Ski mountaineering

Short History

     One of the earliest European inspirations for the sport was the Englishman Cecil Slingsby, who crossed the 1,550m high (5,800 ft) Keiser Pass, Norway, on skis in 1880. However, the "father" of the sport is generally regarded as the German Wilhelm von Arlt, who made the first ski ascent of over 3,000m, when he climbed the Rauris Sonnblick (3,103m / 10,180 ft) in 1894. Skimo Racing surfaced in around 1910-1915 in small military circles. The military used Skimo Racing primarily as a training opportunity, to ensure a strong group of soldiers would be able to patrol the high mountains passes quickly and efficiently to help protect the people. In the 1920's civilians began organizing their first few races and in the 1930's racing really began to take off.
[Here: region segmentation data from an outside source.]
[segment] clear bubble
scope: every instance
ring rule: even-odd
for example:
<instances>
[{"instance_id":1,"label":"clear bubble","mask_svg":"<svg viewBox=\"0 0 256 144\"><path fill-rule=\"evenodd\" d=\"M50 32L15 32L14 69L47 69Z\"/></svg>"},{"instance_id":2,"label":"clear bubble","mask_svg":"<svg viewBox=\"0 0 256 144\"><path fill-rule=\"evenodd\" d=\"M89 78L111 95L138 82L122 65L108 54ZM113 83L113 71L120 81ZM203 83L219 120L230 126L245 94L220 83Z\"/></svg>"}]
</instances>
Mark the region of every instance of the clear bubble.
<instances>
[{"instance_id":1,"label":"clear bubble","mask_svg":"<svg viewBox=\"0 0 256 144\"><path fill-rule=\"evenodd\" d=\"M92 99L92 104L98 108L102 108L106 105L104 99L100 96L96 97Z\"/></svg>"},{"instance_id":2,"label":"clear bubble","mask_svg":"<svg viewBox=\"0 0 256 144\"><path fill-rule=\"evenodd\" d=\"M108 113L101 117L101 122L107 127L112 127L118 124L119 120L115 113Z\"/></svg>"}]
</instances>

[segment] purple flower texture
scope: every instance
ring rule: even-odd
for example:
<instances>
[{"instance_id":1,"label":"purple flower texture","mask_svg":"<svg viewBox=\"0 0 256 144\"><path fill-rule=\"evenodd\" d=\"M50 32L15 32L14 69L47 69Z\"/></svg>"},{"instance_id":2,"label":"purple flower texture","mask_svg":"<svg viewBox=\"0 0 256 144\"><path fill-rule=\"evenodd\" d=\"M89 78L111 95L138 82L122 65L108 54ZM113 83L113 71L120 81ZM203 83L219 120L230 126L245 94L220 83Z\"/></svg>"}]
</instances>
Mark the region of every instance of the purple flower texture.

     In 1933 a group of friends who wanted to remember and celebrate a fallen comrade organized the Trofeo Mezzalama race. In 1975 at the races, the first Ski Mountaineering World Championships occurred, also the first time a female team competed officially. The Patrouilles Des Glaciers was started in 1943 to test the abilities of Switzerland's soldiers. Today, the Patrouilles Des Glaciers remains under Military Control, but is open to all racers. Pierra Menta was started in 1985 and along with these two are combined into the "Grand Three races". From 1991 the events were originally sanctioned by the International Council for Ski Mountaineering Competitions, merged into the International Ski Mountaineering Federation (ISMF) in 2008.